- Born: March 20, 1964 Memphis, Tennessee
- Died: January 1, 2014 (aged 49)
- Occupations: Activist, minister

= Bobbi Jean Baker =

American transgender activist and minister (1964–2014)

Bobbi Jean Baker (March 20, 1964 – January 1, 2014) was an American transgender activist and minister.

== Early life ==
She was born in Memphis, Tennessee, and moved to San Francisco from Tennessee in 1992. Baker struggled with drug use and legal challenges in San Francisco, stating in an interview: "I was doing sex work, smoking crack and on speed, and was a fugitive from justice … I was extradited back to Tennessee to serve a four-year prison sentence."

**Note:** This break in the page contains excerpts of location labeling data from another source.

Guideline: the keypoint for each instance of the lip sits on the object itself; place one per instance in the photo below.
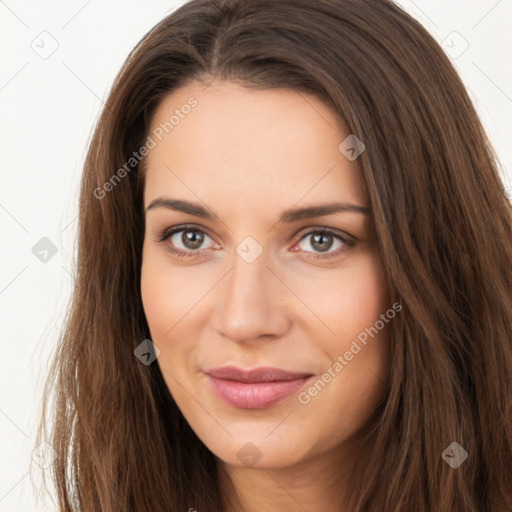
(257, 388)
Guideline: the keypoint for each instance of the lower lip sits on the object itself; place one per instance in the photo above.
(255, 395)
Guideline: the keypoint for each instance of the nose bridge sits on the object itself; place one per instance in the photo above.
(248, 302)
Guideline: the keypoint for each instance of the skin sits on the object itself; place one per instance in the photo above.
(247, 156)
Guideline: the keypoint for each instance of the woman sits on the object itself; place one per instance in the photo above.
(293, 283)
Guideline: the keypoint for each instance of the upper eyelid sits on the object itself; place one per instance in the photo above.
(344, 237)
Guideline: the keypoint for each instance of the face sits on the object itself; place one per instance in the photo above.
(271, 316)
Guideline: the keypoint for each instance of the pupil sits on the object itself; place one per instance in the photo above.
(319, 239)
(192, 239)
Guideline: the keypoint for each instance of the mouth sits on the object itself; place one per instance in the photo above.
(255, 389)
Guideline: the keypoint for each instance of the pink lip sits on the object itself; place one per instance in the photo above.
(254, 389)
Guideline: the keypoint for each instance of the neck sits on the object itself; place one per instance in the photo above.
(314, 485)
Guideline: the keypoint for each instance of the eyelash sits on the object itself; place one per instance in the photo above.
(347, 243)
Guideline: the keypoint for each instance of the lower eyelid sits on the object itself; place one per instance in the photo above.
(347, 244)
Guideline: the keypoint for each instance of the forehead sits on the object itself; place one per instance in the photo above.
(243, 147)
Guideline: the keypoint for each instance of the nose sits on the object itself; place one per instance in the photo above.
(250, 303)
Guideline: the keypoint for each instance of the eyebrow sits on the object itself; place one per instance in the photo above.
(288, 216)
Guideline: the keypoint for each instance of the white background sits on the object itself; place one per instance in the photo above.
(48, 108)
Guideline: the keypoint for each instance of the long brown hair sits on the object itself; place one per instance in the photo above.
(444, 231)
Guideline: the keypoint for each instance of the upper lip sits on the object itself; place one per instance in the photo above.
(262, 374)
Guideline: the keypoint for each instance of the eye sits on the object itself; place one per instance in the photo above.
(185, 240)
(325, 243)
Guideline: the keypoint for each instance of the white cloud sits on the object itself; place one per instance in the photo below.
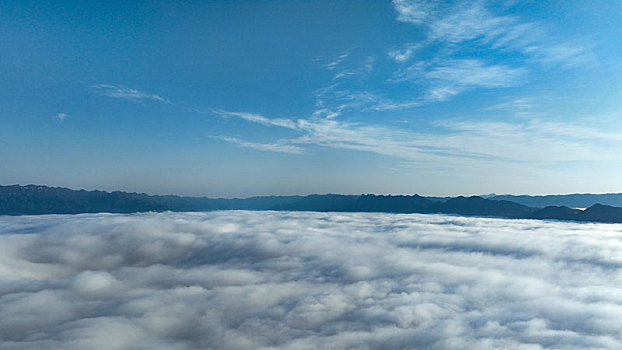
(461, 26)
(280, 280)
(255, 118)
(271, 147)
(461, 143)
(412, 11)
(61, 117)
(126, 93)
(405, 53)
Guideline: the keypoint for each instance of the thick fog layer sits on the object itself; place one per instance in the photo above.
(279, 280)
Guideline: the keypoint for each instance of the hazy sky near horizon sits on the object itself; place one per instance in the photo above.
(241, 98)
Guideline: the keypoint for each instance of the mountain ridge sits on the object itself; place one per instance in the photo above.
(37, 199)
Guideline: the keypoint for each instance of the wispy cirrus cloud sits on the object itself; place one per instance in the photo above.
(270, 147)
(61, 117)
(255, 118)
(458, 141)
(123, 92)
(474, 23)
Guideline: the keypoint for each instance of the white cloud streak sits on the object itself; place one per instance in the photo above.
(61, 117)
(270, 147)
(123, 92)
(279, 280)
(459, 143)
(473, 23)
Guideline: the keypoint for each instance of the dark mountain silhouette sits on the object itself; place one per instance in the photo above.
(32, 199)
(584, 200)
(485, 207)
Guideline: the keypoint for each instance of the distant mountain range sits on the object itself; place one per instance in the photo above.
(33, 199)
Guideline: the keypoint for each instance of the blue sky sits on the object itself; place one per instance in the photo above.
(242, 98)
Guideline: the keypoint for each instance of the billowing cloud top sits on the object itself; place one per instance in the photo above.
(279, 280)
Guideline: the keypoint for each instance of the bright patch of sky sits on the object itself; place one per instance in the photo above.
(245, 98)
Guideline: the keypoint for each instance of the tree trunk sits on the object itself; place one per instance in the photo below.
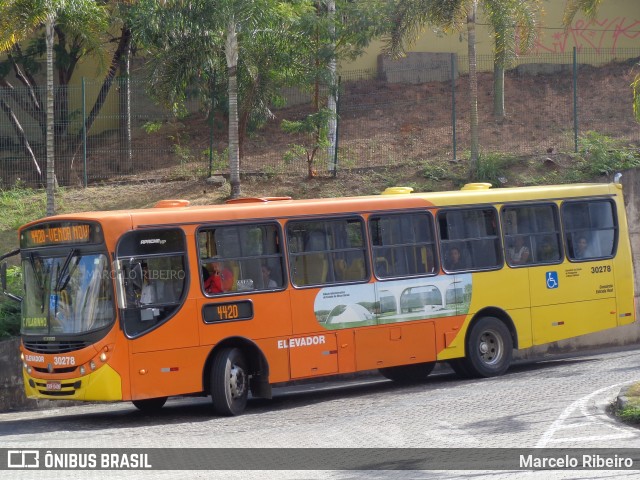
(231, 52)
(473, 89)
(498, 91)
(51, 209)
(333, 85)
(125, 40)
(126, 157)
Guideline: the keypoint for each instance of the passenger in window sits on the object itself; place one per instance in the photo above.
(221, 279)
(267, 281)
(455, 260)
(148, 292)
(519, 253)
(582, 248)
(547, 252)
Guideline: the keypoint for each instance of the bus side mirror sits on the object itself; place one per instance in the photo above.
(3, 279)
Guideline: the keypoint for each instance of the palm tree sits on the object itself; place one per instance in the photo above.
(410, 16)
(514, 25)
(18, 20)
(189, 42)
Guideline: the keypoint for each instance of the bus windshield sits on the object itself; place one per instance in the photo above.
(66, 294)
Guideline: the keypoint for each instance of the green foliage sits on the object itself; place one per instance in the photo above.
(602, 155)
(434, 171)
(630, 414)
(10, 309)
(314, 130)
(219, 160)
(492, 167)
(20, 205)
(152, 126)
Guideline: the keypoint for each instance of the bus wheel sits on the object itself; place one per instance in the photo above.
(150, 404)
(229, 382)
(489, 348)
(408, 373)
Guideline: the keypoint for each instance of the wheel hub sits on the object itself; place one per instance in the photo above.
(237, 381)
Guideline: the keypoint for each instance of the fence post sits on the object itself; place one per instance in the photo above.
(575, 99)
(84, 132)
(453, 104)
(212, 114)
(335, 151)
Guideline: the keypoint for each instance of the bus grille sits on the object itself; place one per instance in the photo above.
(62, 346)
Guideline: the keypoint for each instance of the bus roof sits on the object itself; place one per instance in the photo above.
(167, 213)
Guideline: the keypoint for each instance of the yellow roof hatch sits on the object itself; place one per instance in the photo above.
(397, 190)
(172, 203)
(476, 186)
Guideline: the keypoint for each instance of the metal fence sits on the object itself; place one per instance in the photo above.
(386, 118)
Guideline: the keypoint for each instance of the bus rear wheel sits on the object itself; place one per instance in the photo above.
(150, 404)
(408, 373)
(229, 382)
(489, 348)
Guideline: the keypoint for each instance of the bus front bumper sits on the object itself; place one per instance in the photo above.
(103, 384)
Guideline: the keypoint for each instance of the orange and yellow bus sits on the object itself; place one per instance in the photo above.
(223, 300)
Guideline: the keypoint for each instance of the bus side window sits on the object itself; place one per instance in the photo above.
(591, 229)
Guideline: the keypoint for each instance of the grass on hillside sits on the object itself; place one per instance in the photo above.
(630, 412)
(598, 159)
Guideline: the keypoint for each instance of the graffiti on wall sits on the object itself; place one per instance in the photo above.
(601, 35)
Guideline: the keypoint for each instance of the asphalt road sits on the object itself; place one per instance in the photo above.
(560, 402)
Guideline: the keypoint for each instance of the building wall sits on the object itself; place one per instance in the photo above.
(616, 28)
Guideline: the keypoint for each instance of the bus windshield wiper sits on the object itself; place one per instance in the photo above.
(39, 278)
(62, 279)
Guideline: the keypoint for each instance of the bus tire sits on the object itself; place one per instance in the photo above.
(150, 404)
(408, 373)
(229, 382)
(489, 348)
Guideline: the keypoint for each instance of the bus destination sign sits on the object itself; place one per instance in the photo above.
(60, 233)
(225, 312)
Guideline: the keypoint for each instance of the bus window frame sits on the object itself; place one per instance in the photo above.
(366, 249)
(434, 243)
(121, 291)
(446, 244)
(227, 224)
(558, 220)
(566, 232)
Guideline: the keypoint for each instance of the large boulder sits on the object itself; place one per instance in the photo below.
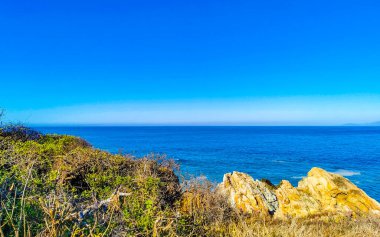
(248, 195)
(320, 193)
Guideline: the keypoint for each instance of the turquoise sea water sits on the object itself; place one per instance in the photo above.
(274, 153)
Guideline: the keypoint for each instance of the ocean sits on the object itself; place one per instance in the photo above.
(274, 153)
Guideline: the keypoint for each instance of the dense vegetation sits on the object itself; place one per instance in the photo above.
(53, 185)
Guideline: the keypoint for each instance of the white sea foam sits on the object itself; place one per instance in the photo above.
(346, 173)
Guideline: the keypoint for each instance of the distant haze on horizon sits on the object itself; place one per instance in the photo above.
(190, 62)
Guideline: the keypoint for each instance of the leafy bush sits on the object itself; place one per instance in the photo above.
(53, 185)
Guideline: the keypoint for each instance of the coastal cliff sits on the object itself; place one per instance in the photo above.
(319, 194)
(58, 185)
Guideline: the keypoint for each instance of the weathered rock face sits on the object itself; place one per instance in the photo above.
(320, 193)
(248, 195)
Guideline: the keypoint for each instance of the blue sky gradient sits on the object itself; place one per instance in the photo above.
(190, 62)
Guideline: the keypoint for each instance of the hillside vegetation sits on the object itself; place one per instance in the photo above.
(52, 185)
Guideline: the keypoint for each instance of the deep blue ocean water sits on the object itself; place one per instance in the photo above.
(274, 153)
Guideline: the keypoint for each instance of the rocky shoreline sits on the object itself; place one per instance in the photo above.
(319, 194)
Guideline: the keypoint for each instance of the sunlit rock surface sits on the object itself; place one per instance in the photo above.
(248, 195)
(320, 193)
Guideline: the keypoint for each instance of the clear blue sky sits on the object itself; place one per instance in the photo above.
(190, 62)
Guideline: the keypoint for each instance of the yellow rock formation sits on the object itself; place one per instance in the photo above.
(320, 193)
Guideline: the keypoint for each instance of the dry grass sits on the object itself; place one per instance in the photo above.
(60, 186)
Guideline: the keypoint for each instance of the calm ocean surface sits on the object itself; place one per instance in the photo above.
(274, 153)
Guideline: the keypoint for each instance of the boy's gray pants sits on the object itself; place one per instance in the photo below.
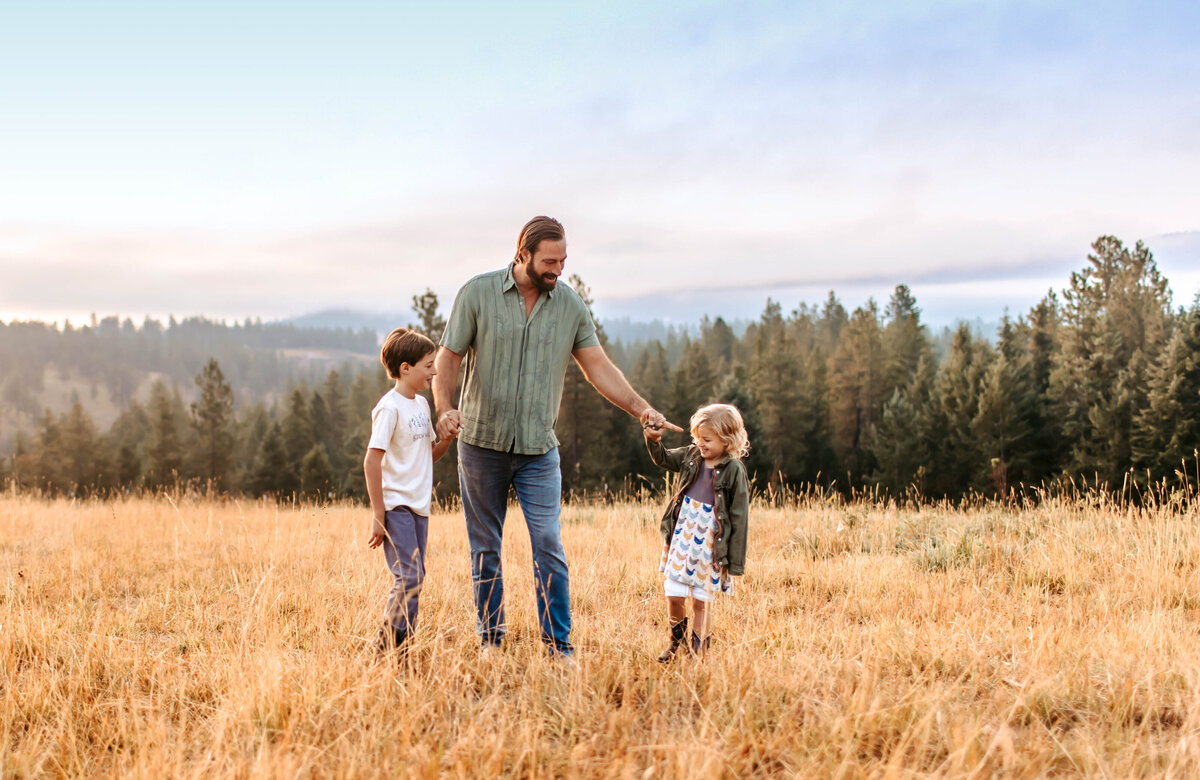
(403, 549)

== Ministry and advocacy work ==
During a multi-day bus ride back to San Francisco following completion of her prison sentence, Baker decided to focus her life on advocacy. In 2001, a supervisor at the Tenderloin AIDS Resource Center gave her a paid position to lead transgender groups. She served as a case manager, domestic violence specialist, housing manager, and peer advocate. Additionally, she was a lay minister at Transcending Transgender Ministries and an ordained minister at City Refuge United Church of Christ, and the West Coast Regional TransSaints Minister of the Fellowship of Affirming Ministries.
She served as an adjutant to Bishop Yvette Flunder, who said the following of Baker: "she believed her ministry was to help transgender people reconcile their spirituality but also to help provide practical assistance, such as food housing, and self-care." For over ten years she was part of the transgender group Transcendence Gospel Choir.

== Death and legacy ==
She died at age 49 on January 1, 2014, on New Year's Day after a car crash. After leading a New Year's Eve service at the City of Refuge Oakland, Baker went to deacon Bobby Wiseman's home for a meal. As Wiseman was driving Baker home later that night, their car was hit by another vehicle and Baker was killed.

Footage of an interview with Baker was included in the documentary film Major!, about the life of transgender activist Miss Major Griffin-Gracy. Baker was later portrayed by Jazzmun in the 2017 miniseries When We Rise.